I just wanted to share my experience with you guys in case any of you were possibly considering the same. I am open to comments and criticism and anything in between :laugh::thumbup: Hopefully this has been helpful to some.

After washing my car in the series of pictures below, I also made my first attempt at sheeting with no nozzle on the hose, and I must say I am very pleased with the results. 

Pictures below: :wave:


----------



## Jesstzn (Apr 21, 2003)

I did a DIY a while back 


http://acurazine.com/forums/showthread.php?t=773821


----------



## TheLateGTI (Apr 17, 2008)

THANK YOU THANK YOU THANK YOU THANK YOU THANK YOU

You sir have one hella clean GTI.....never seen one in pictures that reflective

:beer: Job well done

Let us know when the car is really dirty!


----------



## quinntendopower1 (Nov 20, 2003)

did you figure out the ratio of the meg's to water?


----------



## 10-25 (Mar 16, 2012)

Boost Logic said:


> . They're a few of us, such as my self, that do not have a $100 or so to spare on a foam gun while attending college full time ( and commuting 100 miles r.t ).

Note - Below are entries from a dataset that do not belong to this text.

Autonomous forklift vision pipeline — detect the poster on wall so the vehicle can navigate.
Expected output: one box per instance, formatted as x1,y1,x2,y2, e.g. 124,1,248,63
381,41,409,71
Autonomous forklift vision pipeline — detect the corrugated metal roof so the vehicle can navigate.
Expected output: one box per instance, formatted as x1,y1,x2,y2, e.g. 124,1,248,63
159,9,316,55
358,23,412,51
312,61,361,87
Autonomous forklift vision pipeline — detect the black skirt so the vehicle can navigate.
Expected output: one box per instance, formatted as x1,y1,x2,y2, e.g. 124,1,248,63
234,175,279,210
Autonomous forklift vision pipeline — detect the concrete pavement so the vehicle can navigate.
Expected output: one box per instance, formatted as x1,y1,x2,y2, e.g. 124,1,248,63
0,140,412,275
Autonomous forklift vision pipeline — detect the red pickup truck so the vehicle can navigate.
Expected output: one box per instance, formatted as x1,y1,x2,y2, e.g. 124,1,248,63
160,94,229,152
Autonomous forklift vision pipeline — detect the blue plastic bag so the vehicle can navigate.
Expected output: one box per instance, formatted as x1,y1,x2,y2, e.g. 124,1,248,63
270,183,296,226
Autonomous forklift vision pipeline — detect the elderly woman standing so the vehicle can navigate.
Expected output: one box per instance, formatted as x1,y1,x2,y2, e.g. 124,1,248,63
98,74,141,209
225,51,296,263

But you have enough to buy bags? :facepalm:


----------



## Boost Logic (May 25, 2008)

10-25 said:


> But you have enough to buy bags? :facepalm:


Relevance of this post to the present date, no I was in class full time. I'm sorry I only have to work a few months to make more than you pull in a quarter. Must suck to probably be a lot older than me and have less than I do...


----------



## TheLateGTI (Apr 17, 2008)

quinntendopower1 said:


> did you figure out the ratio of the meg's to water?

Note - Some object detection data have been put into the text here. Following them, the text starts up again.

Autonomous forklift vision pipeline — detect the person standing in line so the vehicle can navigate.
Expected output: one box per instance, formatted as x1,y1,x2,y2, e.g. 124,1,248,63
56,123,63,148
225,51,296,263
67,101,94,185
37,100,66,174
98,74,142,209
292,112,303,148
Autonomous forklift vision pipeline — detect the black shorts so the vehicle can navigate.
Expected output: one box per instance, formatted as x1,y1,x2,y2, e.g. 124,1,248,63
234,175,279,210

a good ratio that I have been using is 20% megs and 80% water.....have it set to use the product a quarter of the way and should last for multiple washes


----------



## Broshi (May 22, 2011)

Bought it.
Tried it.
Was average.

I have not seen an actual foam gun used in action so I can't really gauge if this does a good job or not, but I can say that it covers the car fairly well so for $10... :thumbup:

Currently using the 2oz selection just to put it on a little heavier. What setting are you using again?


----------



## 10-25 (Mar 16, 2012)

Boost Logic said:


> Relevance of this post to the present date, no I was in class full time. I'm sorry I only have to work a few months to make more than you pull in a quarter. Must suck to probably be a lot older than me and have less than I do...

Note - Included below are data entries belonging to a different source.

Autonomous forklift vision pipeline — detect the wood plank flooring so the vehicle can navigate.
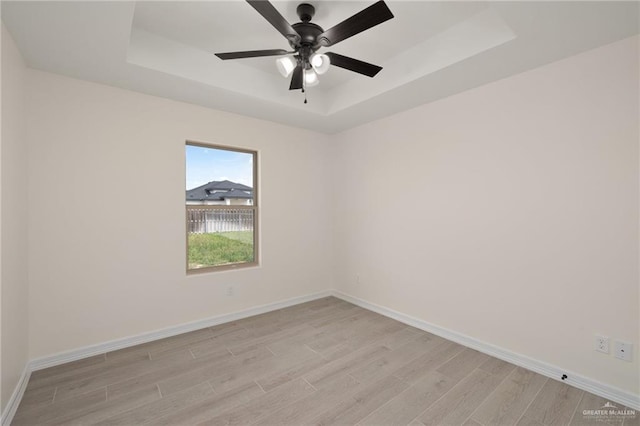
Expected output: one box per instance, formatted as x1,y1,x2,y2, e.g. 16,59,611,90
12,297,640,426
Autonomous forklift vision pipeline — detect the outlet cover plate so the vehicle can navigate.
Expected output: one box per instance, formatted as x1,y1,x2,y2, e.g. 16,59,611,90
614,340,633,362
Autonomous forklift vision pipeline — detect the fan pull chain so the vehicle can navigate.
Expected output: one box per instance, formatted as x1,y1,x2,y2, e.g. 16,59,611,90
302,74,307,104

Lots of (wrong) accusations made there....must be lacking in areas.

If you made more than I do then you'd have Bi-xenon's :facepalm:


----------



## Boost Logic (May 25, 2008)

10-25 said:


> Lots of (wrong) accusations made there....must be lacking in areas.
> 
> If you made more than I do then you'd have Bi-xenon's :facepalm:


If I wouldn't have done an air build, I'd have bi-xenons and a bigger turbo. Decided to take a different route however, my mkv r32 had a lot more than that my gti ever will so believe me I know what I'm missing.


----------